Questions à M. Paul Silici Maire de Saorge (06).

1- La CDCI du 06 a voté le 10 décembre 2012 le rattachement des 5 communes de la vallée de la Roya à la Communauté d‘Agglomération de la Riviera Française (CARF). Vous souhaiteriez choisir librement une autre forme d’intercommunalité : pouvez-vous préciser ?


Tout d’abord il faut dire que la Commission Départementale de Coopération Intercommunale (CDCI) du département des Alpes-Maritimes comprend 39 membres de l’UMP et seulement 9 de gauche ou assimilés et que les élus des grandes villes du littoral, de Cannes à Menton, ne cachent pas leur appétit pour les larges territoires des communes du moyen et du haut pays.

Pour ce qui nous concernent dans la Vallée de la Roya ce sont 5 communes (Saorge, Breil, Fontan, Tende, et La Brigue) qui viennent d’être rattachées de force à l’agglomération de Menton. Je dis de force car une consultation populaire organisée dans toute la Roya par deux associations dans des conditions tout à fait honnêtes et recevables, réunissant une moitié de votants (46%), avait plébiscité une communauté de communes de la Roya à 87%.

Où est le respect de la démocratie quand on ne tient pas compte des souhaits de la population ?

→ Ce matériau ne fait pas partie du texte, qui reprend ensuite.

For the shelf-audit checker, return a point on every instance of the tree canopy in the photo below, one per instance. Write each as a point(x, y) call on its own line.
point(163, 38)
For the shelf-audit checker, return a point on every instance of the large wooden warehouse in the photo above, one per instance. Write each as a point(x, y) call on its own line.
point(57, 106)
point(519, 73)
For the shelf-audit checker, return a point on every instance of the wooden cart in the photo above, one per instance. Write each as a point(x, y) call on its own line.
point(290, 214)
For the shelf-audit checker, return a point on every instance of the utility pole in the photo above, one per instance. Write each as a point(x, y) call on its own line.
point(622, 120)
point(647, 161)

Et que penser de la procédure de vote qui se déroula lors de la réunion de la CDCI le 10 décembre 2012 où la demande de vote à bulletin secret fut rejetée par un vote à main levée !

2- Quelles conséquences voyez vous pour la vie de la population de votre commune suite à votre rattachement à la CARF ?

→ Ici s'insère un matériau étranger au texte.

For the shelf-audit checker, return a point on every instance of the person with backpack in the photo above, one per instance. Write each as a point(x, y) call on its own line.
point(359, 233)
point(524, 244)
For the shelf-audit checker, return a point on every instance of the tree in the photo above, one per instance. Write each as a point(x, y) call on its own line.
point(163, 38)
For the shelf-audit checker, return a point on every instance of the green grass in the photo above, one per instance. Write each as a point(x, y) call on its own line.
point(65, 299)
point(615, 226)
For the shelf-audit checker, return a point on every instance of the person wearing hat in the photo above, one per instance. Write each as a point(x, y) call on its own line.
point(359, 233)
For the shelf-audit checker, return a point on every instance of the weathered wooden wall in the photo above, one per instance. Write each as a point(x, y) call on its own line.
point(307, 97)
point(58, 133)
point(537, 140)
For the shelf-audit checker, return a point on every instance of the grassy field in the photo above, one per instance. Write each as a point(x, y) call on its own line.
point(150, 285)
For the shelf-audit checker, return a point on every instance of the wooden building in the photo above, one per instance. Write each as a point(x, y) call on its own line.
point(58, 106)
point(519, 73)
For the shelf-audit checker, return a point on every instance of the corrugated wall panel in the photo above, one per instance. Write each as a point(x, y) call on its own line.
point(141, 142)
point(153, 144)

Nous n’avons pas attendu l’arrivée des grandes collectivités pour nous organiser entre communes de la vallée de la Roya. Notre vallée gère déjà parfaitement ses ordures ménagères et équilibre ce service, ce qui n’est pas le cas de la CARF, mieux, il était très sérieusement envisagé, avant que l’on prémédite notre annexion, de composter les déchets fermentescibles. Nous avons également mis en place des brigades vertes qui s’occupent du maintien en bon état de nos chemins de grandes randonnées très appréciés des touristes et nous proposons des distributions de repas à domicile pour nos ainés. Nous avions donc déjà une communauté de communes qui marche.

Sur le seul point qui pose problème, l’assainissement individuel, nous sommes contraints faute de moyens de faire appel aux ogres multinationaux qui rançonnent nos administrés pour visiter leurs installations, or nous n’avons à ce jour aucune connaissance d’une intention de la CARF de se saisir de ce sujet. Ce sont donc nos populations, gens modestes, qui paieront le prix fort.

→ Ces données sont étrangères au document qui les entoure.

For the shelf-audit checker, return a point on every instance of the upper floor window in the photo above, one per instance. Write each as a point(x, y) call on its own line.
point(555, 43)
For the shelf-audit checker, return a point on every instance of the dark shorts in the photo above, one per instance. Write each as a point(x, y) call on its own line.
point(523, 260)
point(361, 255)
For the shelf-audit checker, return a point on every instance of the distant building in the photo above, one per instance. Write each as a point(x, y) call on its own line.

3- Une délégation d’élus de toutes tendances, conduite par Gérard Schivardi, a été reçue aux ministères de M. Valls et de Mme Lebranchu. On leur a répondu que la loi Sarkozy du 16 décembre 2010 est la loi et qu’il faut l’appliquer. Quelles sont vos réflexions sur cette réponse alors qu’en 2011, les élus ont changé la majorité du Sénat et qu’en 2012 F. Hollande a été élu à la place de N. Sarkozy ?

Je désespère de Hollande, j’ai longtemps été au PS mais j’en ai eu marre des couleuvres !

Quand la gauche est passée en 2012 un nouveau Préfet est arrivé, Christophe Mirmand.

Il a repris totalement le problème intercommunal du département car il y avait d’autres résistances à Mouans Sartoux et Saint-Cézaire sur Siagne dont le maire, Maxime Coullet, conseiller général UMP ne se satisfait pas non plus du SDCI.

Il a reçu les maires dissidents et majoritaires dans leurs communes et a semblé écouter les aspiration de la population, puisqu'il a proposé un SDCI comportant une CC Roya mais aussitôt, branle-bas de combat à l’UMP et dans la CARF qui a concocté un minable amendement à ce SDCI, reprenant au passage quelques insultes sur le « simulacre de démocratie » de la consultation populaire que nous avions organisée et fait voté le SDCI le 10 décembre 2012.



4- Quel rapport établissez-vous entre ce choix d’appliquer la loi Sarkozy, le projet d’un « acte III de la décentralisation » et la politique d’austérité dictée par Bruxelles ?

La réforme des rythmes scolaires que l’on veut encore une fois imposer aux communes est pour moi une résultante de l’Acte III de la décentralisation avec en arrière plan une menace directe contre l’école de la République. Je suis moi-même ancien professeur de Mathématiques et je suis clairement contre cette réforme. Nous avons de plus évalué que si elle était appliquée cela induirait un surcoût de plus de 2000 euros par an pour notre commune ce qui à notre échelle n’est pas rien. Et cela pendant que l'on accuse de plus en plus les collectivités territoriales de contribuer au déficit national !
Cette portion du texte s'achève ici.